A tout instant, à chaque exercice, il faut renouveler cette direction d'intention. Sans doute, c'est assujettissant, mais bientôt l'habitude se contracte et fait faire facilement les choses, et avec plus de mérite. L'acte fait par suite de la bonne habitude est plus méritoire que l'acte spontané, réfléchi. Il participe à la nature du vœu, qui ajoute une grâce spéciale à chaque acte accompli en suite de ce vœu. La pratique de la pauvreté sans vœu est moins méritoire que le même acte accompli par suite d’un vœu. L'habitude elle aussi ne diminue pas le mérite de l'acte, au contraire elle l'augmente. L'habitude a quelque analogie avec la grâce habituelle, qui nous rend plus agréables à Dieu, nous et tout ce que nous faisons, que si nous faisions une suite d'actes réfléchis, de la même valeur intrinsèque, mais sans cette grâce. Voyez comme tout se lie, s’enchaîne dans cette doctrine. Je recommande la direction d'intention pendant le temps des vacances. Dans le train ordinaire, on contracte facilement l'habitude de la faire. Quand on est distrait par une chose ou par une autre, ce qui arrive volontiers pendant les vacances, on l'oublie souvent. Il sera bien de faire souvent l'exercice de la préparation du matin sur ce point particulier de la direction d’intention.

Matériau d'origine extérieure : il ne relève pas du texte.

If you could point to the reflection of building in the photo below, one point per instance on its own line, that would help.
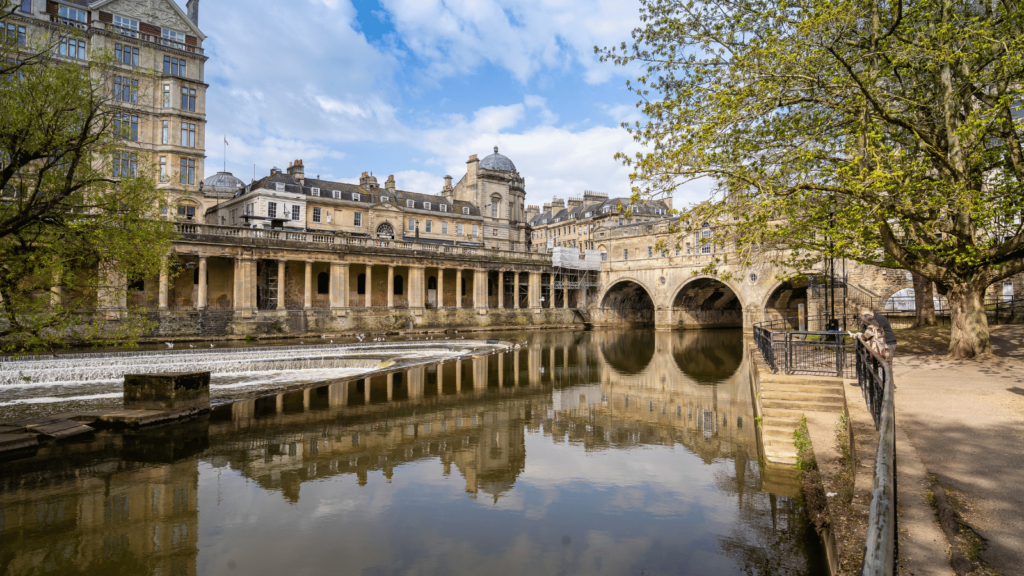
(81, 511)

La direction d'intention a été pratiquée par tous les saints. Saint Vincent de Paul, saint Alphonse de Liguori se sont sanctifiés par elle. Elle faisait le fonds de leur vie, elle les mettait en communication habituelle avec Dieu, ils y attachaient une très grande importance, que nous devons y attacher nous-mêmes. Et nous y sommes d’autant plus obligés que Rome vient de se prononcer, en nous donnant l'approbation.